HTTP/2 Multiplexing
How HTTP/2 carries many requests over a single connection at the same time.
Open a web page and the browser fires off a pile of requests: the HTML first, then the CSS, the JavaScript, images, fonts, and whatever data the page fetches once it loads. Every one of those is a separate HTTP request. How they all travel over the network is the part that changed between HTTP/1.1 and HTTP/2, and that change is what this post is about.
In HTTP/1.1, a connection handles one request at a time. The browser sends a request, waits for the entire response to come back, and only then sends the next request on that connection. If a response is slow, everything lined up behind it waits for it to finish. Browsers work around this by opening several connections to the same server at once, usually up to six, so they can have six requests going in parallel. But six is the ceiling, and every new connection pays its own setup cost before it can carry anything.
sequenceDiagram
participant Client
participant Conn1 as Connection 1
participant Conn2 as Connection 2
participant Server
Note over Client, Server: HTTP/1.1, each connection handles one request at a time
Client->>Conn1: TCP + TLS handshake
Conn1->>Server: GetBasket request
Server-->>Conn1: GetBasket response
Conn1-->>Client: response delivered
Client->>Conn2: TCP + TLS handshake
Conn2->>Server: UpdateBasket request
Server-->>Conn2: UpdateBasket response
Conn2-->>Client: response delivered
What HTTP/2 changed
HTTP/2 keeps one connection but lets it carry many requests at the same time. The trick has a name: multiplexing.
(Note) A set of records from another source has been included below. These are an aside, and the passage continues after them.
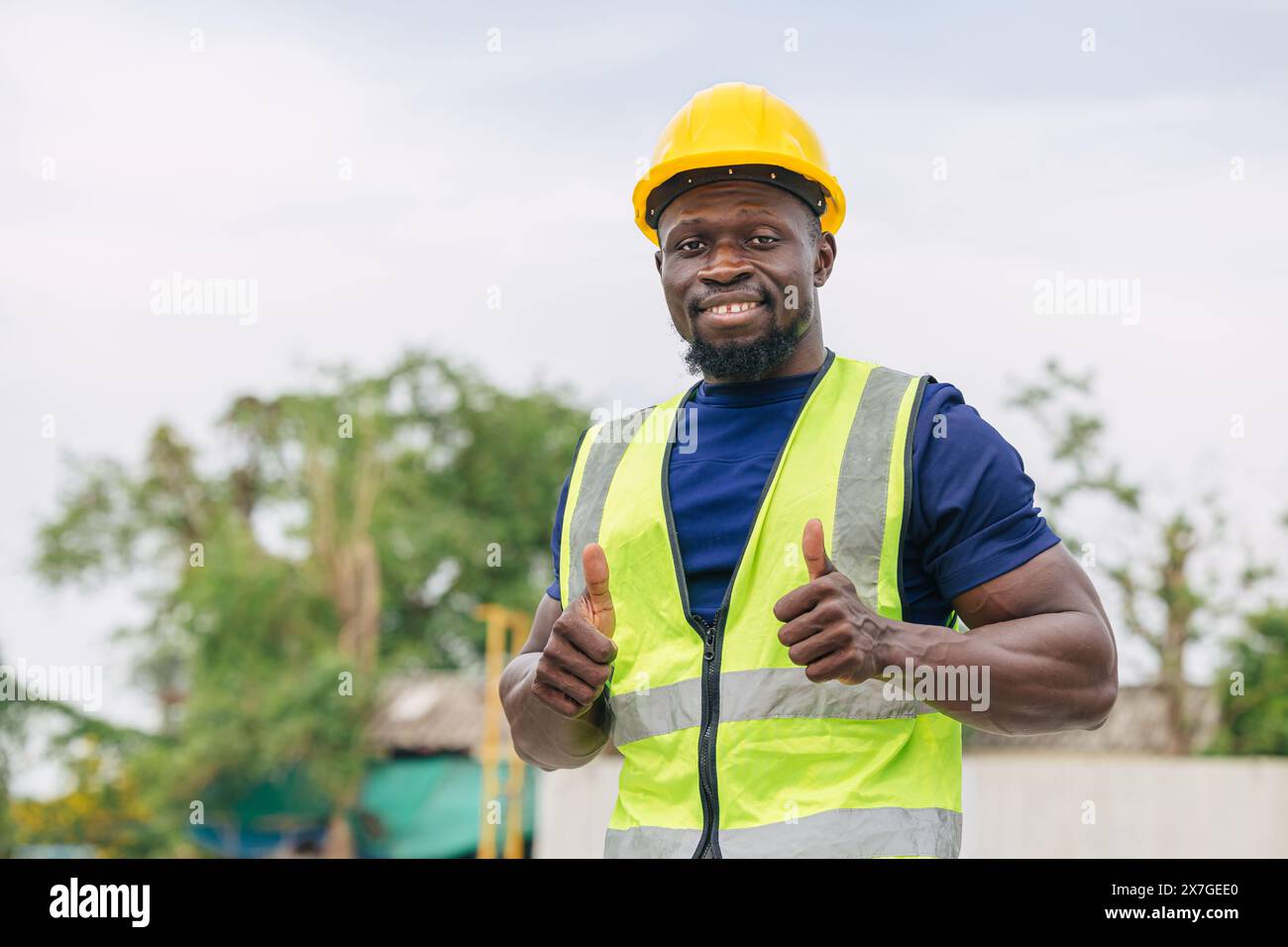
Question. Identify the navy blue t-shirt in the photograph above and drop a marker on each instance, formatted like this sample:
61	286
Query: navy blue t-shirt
971	519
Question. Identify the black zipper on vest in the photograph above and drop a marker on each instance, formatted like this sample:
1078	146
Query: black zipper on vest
712	637
712	633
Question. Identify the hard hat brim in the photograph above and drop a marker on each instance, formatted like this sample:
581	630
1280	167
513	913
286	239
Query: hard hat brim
660	174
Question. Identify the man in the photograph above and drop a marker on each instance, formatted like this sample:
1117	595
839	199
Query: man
771	697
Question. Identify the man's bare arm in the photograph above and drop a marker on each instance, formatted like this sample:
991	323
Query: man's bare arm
541	735
1039	655
1043	637
553	690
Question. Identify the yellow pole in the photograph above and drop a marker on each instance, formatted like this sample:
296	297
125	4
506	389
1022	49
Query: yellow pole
519	628
489	748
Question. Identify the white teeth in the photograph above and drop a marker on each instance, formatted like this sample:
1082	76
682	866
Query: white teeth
733	307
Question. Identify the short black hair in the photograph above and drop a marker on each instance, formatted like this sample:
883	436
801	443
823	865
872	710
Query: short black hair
814	228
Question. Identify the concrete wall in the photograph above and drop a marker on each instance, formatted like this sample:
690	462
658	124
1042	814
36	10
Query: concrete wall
1030	805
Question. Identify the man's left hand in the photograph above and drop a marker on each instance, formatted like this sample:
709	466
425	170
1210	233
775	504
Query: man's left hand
827	629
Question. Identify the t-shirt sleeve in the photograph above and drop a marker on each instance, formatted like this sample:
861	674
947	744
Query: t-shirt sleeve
557	531
555	534
973	515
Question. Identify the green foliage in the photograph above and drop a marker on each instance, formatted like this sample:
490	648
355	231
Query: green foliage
348	530
1256	720
1164	600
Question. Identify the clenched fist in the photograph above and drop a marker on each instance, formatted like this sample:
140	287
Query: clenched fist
828	630
578	660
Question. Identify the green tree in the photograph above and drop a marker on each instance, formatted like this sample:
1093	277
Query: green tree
344	531
1254	692
1167	599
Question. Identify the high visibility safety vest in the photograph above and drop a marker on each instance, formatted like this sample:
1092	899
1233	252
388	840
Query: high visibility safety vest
729	749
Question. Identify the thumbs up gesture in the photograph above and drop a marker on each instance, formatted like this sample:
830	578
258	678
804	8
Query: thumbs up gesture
578	660
827	629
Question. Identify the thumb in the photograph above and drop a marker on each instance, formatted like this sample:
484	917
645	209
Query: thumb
593	566
814	552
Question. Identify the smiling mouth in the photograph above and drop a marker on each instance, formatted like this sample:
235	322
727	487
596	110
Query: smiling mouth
732	315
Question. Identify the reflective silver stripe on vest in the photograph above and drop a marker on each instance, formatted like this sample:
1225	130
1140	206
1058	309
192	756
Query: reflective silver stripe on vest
605	454
759	694
858	527
833	834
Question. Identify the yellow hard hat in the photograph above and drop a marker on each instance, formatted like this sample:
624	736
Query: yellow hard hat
737	132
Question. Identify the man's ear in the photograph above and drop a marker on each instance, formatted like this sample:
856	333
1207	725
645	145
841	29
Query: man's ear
824	258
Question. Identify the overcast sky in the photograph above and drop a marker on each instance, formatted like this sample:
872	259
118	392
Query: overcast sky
377	169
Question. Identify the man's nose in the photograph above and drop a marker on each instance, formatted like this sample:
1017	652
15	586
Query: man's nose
726	263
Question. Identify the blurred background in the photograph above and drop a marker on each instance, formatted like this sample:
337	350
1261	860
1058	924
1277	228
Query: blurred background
303	308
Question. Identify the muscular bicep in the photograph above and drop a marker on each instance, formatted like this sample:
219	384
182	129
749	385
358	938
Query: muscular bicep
542	622
1047	583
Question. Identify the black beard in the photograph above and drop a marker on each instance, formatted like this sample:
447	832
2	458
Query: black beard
747	361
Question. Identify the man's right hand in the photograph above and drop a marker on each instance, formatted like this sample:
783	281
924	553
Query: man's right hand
578	660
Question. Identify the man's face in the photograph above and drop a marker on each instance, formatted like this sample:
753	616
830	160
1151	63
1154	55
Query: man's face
739	266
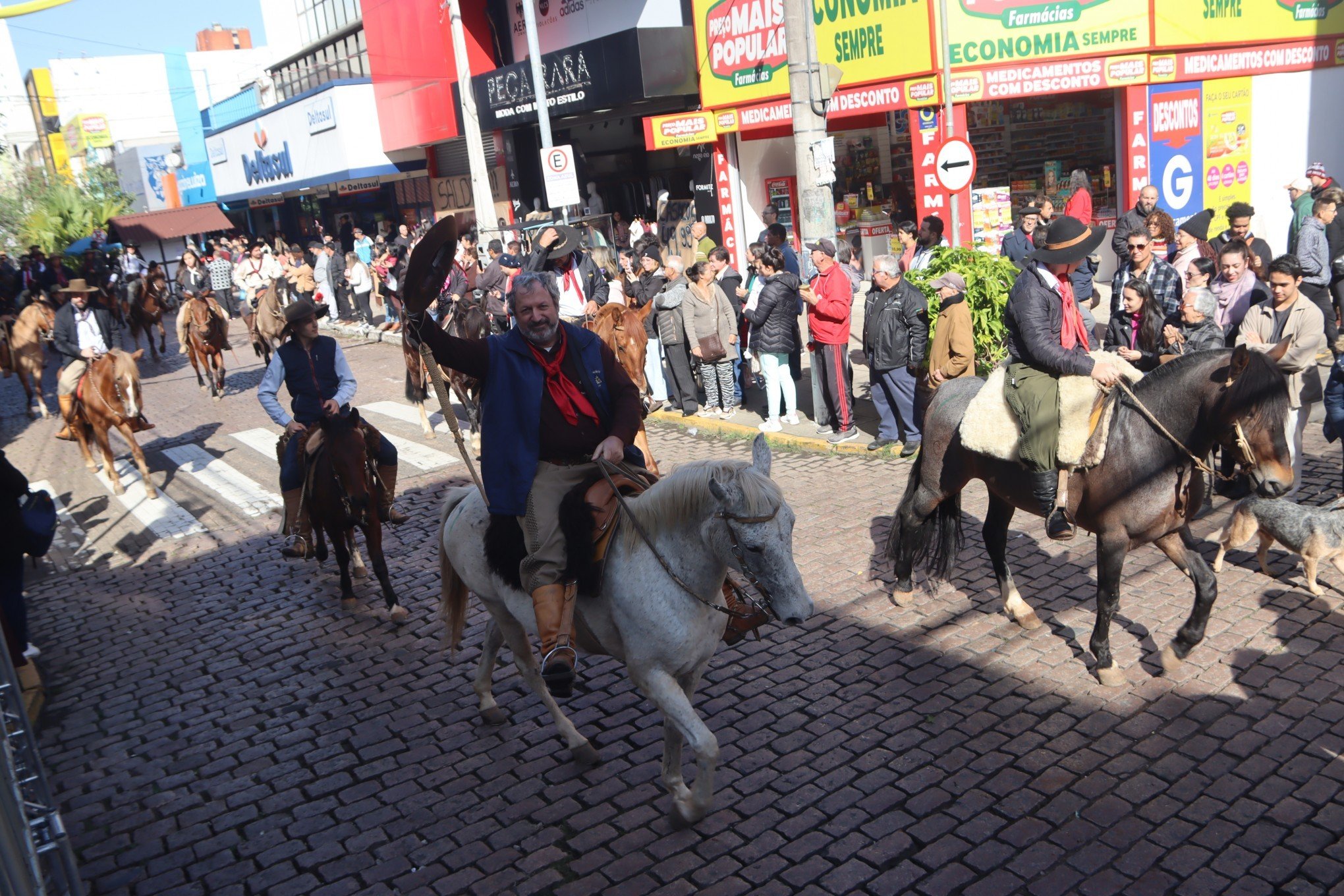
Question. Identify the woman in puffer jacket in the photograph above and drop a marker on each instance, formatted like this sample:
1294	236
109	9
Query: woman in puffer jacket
775	333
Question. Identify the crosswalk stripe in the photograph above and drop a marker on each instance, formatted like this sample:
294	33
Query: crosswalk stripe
163	516
408	452
223	480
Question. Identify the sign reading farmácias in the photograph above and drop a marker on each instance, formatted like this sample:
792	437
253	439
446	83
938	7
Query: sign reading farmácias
1048	78
682	129
1000	31
741	49
1199	23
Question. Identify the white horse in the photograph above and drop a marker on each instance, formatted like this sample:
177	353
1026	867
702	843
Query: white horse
664	636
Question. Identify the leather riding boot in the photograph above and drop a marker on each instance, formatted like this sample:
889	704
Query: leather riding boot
68	414
300	531
554	607
387	512
1045	486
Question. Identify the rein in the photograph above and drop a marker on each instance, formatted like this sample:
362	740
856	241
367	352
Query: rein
1242	442
605	466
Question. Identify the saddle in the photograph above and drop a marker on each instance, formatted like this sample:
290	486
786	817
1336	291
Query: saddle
991	428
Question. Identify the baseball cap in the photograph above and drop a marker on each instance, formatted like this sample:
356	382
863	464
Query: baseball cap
951	279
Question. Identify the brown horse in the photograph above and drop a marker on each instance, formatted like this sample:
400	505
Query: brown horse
342	491
266	325
22	351
109	398
208	337
147	311
623	331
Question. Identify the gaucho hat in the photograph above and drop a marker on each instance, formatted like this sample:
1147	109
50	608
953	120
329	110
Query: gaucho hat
1069	240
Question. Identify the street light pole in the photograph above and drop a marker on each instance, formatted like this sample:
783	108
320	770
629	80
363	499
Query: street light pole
482	196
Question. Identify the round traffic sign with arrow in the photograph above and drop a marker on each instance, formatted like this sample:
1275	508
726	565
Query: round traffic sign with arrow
955	164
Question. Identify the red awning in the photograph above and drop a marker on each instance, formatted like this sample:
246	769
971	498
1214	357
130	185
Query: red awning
169	223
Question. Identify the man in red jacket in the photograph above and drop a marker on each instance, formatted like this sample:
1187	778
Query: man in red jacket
829	300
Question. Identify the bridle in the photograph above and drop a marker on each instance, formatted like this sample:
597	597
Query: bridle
729	519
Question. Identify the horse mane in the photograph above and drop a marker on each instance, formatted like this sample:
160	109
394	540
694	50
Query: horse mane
686	495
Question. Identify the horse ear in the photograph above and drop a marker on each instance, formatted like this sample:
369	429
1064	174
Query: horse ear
1241	358
1279	351
761	455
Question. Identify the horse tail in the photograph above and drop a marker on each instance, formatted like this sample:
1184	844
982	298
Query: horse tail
453	594
932	542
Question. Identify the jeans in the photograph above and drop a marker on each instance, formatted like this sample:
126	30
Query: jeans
654	371
775	368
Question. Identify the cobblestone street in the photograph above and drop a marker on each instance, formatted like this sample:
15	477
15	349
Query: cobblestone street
217	725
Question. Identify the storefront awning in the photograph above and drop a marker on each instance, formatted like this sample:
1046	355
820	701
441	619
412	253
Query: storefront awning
169	223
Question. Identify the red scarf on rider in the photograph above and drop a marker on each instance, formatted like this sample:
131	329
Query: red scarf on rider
565	393
1074	332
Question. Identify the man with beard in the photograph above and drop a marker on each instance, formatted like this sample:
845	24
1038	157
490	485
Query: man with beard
555	401
1133	221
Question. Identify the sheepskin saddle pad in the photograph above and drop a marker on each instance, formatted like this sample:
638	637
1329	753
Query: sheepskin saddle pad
991	428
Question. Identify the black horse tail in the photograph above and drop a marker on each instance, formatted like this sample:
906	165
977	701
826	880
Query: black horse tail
932	542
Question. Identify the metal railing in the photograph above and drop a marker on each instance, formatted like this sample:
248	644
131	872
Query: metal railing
36	853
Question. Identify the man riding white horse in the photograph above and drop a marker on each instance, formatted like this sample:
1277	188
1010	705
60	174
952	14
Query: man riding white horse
320	383
555	401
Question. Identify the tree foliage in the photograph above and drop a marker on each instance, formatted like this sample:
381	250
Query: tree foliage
988	281
54	214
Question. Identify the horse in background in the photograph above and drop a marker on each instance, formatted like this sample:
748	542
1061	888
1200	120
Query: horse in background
623	331
208	337
342	492
23	352
147	311
109	398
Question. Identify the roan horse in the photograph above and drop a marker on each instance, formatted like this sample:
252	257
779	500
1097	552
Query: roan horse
111	399
147	311
1146	488
208	337
623	331
342	492
23	351
665	637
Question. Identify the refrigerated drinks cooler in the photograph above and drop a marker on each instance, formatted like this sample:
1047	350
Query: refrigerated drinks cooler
783	192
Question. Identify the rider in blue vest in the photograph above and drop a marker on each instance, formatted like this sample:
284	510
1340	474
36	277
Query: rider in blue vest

It means taking several separate conversations and sending them over a single channel without letting them get tangled.
HTTP/2 pulls this off by chopping each request and each response into small pieces called frames. Every frame is stamped with a number that says which request it belongs to. One request, its response, and all the frames that make them up share the same number, and that numbered group is called a stream.
Because each frame carries its stream number, the connection can interleave frames from many streams, mixing them in whatever order is convenient, and the receiver sorts them back out by number. Stream 1’s frames and stream 2’s frames ride down the same wire interleaved, and each side rebuilds each request from the frames that share a number.
The payoff is that requests stop blocking each other. A slow response on stream 1 no longer holds up stream 2, because their frames are independent and can arrive in any order. The waiting that HTTP/1.1 forced on you, one response at a time per connection, is gone, and you no longer need six connections to fetch six things at once. One connection does it.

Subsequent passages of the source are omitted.